Out Loud isn’t there to merely glean the goods that made it into print, but gives an entirely new dimension to the publication, in this the audio augments the static and assiduous nature of print with the more uncontrived and native quality of investigative conversation.

The writers and cultural figures who are either the subject or the author of that week’s material talk with Sasha Weiss, or sometimes interview one another, providing unscripted acumen that is frequently absent from the page, even if not by design.

Sasha Weiss isn’t always the most charismatic interviewer, but she’s engaging enough, if not a little self-conscious — a quality that is audible and could be construed as a touch smug.
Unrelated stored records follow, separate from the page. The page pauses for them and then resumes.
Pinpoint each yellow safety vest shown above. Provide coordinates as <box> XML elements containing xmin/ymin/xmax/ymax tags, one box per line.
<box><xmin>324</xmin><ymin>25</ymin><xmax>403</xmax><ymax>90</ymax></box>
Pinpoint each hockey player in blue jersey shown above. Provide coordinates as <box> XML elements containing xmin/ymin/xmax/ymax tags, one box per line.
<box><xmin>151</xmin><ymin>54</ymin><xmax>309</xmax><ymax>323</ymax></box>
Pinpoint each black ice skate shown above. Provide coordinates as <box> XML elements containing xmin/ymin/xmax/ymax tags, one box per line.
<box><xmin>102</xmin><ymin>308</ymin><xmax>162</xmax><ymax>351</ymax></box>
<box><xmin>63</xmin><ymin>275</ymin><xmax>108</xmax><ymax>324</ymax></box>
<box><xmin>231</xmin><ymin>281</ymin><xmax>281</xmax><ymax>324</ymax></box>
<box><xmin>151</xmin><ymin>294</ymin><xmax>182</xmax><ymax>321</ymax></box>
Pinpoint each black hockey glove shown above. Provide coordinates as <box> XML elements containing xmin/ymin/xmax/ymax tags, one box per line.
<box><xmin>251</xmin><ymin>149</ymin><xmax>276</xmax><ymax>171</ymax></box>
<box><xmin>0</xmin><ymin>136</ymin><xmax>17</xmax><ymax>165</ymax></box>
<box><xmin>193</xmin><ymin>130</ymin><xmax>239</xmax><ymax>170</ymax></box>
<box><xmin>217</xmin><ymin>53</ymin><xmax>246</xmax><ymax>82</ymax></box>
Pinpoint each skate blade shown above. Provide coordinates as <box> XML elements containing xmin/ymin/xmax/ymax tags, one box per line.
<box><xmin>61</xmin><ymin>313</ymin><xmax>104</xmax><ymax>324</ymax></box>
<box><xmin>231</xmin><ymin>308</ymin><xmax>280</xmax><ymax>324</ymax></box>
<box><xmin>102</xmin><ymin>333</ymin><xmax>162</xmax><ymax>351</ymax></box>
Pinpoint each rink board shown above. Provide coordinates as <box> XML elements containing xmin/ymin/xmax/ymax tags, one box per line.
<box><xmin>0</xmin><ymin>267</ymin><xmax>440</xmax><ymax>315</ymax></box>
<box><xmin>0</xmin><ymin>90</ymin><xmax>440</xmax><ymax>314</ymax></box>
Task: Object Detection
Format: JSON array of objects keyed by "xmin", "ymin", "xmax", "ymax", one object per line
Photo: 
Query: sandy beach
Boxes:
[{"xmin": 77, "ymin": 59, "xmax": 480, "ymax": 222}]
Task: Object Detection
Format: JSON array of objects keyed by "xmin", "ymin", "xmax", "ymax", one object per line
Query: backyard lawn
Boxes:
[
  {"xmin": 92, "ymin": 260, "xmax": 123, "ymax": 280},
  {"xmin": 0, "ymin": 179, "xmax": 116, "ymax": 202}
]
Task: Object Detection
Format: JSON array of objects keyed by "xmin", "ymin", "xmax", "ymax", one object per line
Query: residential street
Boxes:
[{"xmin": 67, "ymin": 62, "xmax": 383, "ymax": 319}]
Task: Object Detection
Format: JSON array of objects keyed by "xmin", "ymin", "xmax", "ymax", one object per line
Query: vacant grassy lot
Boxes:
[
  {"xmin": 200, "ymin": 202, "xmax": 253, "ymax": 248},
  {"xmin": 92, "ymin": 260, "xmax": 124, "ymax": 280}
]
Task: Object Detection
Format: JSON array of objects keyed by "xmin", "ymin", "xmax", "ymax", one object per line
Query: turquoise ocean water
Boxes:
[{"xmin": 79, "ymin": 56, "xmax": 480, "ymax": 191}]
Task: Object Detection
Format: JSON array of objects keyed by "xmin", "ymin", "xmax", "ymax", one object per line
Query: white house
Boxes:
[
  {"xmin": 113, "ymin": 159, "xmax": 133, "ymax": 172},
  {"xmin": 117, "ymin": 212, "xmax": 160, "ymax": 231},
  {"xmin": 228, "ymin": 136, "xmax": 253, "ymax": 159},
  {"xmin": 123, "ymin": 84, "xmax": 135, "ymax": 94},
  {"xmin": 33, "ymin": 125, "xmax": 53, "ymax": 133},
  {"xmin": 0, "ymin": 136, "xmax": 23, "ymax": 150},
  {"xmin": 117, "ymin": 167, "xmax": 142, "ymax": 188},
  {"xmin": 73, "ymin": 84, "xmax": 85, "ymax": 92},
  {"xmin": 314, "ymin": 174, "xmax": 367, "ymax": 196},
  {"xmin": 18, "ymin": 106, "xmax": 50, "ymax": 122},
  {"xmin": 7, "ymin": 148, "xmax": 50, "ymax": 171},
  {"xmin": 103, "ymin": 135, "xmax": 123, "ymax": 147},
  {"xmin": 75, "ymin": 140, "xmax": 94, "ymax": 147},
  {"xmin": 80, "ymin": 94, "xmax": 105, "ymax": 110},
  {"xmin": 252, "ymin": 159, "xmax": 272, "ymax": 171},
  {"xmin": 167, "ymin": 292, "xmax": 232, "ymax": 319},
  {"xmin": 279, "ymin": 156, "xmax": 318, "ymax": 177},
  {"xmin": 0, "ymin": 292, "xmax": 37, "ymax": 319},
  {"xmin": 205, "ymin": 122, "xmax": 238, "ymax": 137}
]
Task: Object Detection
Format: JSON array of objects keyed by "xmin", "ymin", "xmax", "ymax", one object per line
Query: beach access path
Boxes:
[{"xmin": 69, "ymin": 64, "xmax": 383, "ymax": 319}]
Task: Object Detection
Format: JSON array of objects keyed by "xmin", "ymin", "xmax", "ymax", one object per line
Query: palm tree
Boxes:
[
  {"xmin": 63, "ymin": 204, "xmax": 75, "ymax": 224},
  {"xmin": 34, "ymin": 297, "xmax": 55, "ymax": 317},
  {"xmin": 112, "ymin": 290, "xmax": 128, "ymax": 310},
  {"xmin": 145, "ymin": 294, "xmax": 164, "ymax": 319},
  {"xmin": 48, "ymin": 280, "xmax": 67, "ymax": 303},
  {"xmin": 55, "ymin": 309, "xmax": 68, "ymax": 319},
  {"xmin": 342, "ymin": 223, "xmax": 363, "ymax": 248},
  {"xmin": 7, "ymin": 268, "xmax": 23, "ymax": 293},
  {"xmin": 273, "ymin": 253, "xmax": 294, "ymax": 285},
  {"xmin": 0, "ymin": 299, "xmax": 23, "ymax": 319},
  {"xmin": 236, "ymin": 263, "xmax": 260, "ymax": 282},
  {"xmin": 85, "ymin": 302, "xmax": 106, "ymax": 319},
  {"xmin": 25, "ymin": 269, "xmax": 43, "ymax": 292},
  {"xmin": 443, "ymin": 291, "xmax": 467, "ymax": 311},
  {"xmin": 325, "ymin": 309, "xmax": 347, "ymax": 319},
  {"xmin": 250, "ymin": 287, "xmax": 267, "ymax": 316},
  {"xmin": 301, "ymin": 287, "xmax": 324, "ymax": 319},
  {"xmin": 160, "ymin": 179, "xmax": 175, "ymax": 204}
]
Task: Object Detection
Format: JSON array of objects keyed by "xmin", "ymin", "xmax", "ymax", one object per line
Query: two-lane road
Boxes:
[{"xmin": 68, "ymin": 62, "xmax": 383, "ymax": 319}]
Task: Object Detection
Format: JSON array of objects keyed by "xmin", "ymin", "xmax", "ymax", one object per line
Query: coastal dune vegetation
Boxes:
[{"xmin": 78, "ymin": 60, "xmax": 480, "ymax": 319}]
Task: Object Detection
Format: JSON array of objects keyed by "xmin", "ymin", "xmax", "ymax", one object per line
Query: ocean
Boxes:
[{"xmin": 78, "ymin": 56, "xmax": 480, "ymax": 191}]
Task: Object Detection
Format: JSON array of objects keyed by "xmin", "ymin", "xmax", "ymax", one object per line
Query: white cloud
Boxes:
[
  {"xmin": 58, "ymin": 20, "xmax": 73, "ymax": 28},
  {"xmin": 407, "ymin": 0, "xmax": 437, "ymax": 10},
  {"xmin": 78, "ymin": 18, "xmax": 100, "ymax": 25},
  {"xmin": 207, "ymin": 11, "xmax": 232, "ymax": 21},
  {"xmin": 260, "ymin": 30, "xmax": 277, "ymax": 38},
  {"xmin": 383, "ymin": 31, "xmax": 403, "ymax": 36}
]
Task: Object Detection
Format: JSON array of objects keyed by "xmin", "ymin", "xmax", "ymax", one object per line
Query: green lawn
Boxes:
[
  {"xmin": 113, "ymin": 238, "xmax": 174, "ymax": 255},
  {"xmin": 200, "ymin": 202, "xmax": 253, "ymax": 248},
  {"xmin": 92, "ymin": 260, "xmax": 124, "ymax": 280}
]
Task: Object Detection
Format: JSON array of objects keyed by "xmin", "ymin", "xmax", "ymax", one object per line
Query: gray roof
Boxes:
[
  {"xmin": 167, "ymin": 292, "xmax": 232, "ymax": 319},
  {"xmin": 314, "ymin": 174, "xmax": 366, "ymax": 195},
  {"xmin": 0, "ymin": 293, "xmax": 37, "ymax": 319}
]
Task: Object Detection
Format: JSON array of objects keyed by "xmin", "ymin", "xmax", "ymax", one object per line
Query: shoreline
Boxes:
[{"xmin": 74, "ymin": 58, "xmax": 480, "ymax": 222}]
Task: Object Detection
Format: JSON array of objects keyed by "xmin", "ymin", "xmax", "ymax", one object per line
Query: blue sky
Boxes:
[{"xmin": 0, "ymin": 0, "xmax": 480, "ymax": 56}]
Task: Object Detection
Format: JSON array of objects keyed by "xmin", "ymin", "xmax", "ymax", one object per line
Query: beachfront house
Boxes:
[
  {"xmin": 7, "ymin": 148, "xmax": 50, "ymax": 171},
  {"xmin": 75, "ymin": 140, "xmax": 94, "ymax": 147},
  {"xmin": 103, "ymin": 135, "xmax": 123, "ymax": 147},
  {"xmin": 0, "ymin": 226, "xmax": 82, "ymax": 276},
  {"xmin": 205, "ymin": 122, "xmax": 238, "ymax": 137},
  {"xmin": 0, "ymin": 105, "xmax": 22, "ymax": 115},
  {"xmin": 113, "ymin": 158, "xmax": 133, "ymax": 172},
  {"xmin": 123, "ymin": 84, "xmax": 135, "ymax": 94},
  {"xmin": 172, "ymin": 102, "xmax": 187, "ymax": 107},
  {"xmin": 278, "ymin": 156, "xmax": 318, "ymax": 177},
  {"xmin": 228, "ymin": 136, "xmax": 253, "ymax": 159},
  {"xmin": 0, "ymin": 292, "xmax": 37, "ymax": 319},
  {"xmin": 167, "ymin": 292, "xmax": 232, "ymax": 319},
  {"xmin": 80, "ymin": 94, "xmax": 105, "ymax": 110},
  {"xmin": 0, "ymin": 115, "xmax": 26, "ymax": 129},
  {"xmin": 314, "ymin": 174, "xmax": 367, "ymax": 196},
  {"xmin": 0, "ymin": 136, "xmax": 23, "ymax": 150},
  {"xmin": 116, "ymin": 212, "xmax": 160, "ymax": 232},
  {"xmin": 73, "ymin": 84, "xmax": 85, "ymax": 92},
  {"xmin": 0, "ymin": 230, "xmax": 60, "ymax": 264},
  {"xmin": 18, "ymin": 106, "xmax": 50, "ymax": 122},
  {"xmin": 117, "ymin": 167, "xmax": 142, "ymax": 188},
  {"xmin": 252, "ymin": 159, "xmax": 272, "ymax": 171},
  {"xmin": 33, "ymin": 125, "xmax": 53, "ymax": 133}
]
The Fiction Podcast’s Deborah Triesman is a more fastidious and delicate interviewer with a slow and soft tempo.

There’s the occasional cross-contamination between the Fiction Podcast and Out Loud, as you can imagine, what with the charter of Out Loud seeping naturally into the Fiction Podcast’s territory: ‘Each month, we invite a writer to choose a story from the magazine’s archives to read and discuss.’

This is the anatomy of each podcast: theme tune (buhm-buhm-bah); Triesman introduces story, author and contributor; quick burst of the contributor reading their selected story; Triesman and the contributor pow-wow; the story is recited; they analyse and evaluate the story; theme tune (buhm-buhm-bah).

The podcast is stylistically clean, bare. Some writing is better suited to the page than to sound, but that’s not the point here, because something interesting always happens when a story is read out loud. Texts are selected for their literary kudos. Kudos depends on how the writer writes and what the choosing author values, which sounds obvious, and that’s because it is. It’s interesting to hear them talk of their craft like this.

So if you don’t subscribe to the New Yorker, or have time to read it, now you have something to talk to your handsome barista about while you mentally shave his moustache off.

Recommended podcasts. Here are six to treat your ears.

Out Loud: Find it on iTunes

1. D. T. Max on David Foster Wallace / September 10, 2012: D. T. Max talks to Sasha Weiss about the challenges of writing a biography of David Foster Wallace, who described himself as “an exhibitionist who wants to hide, but is unsuccessful.”
2. Beloved Beşiktaş / March 7 2011: Elif Batuman talks to Blake Eskin about what it’s like to watch a game with  Beşiktaş fans (an Istanbul soccer team), and how their devotion expresses itself in love poetry and obscene chants.
3. Dear Miss Renault / December 21 2012: Daniel Mendelsohn on the books that changed his life. Mendelsohn wrote about his boyhood correspondence with the novelist Mary Renault.

Fiction: Find it on iTunes

1.  David Means reads Raymond Carver / October 14, 2010. David Means reads “Chef’s House,” by Raymond Carver.
2. Joyce Carol Oates reads Eudora Welty / March 10 2009. Joyce Carol Oates reads Eudora Welty’s short story ‘Where Is the Voice Coming From’.
3. David Sedaris reads Miranda July / November 1 2012. David Sedaris reads “Roy Spivey,” by the writer and filmmaker Miranda July.

 

Originally from New Zealand, Jessie Borrelle is a Melbourne-based writer, editor and an executive producer of the antipodean podcast Paper Radio.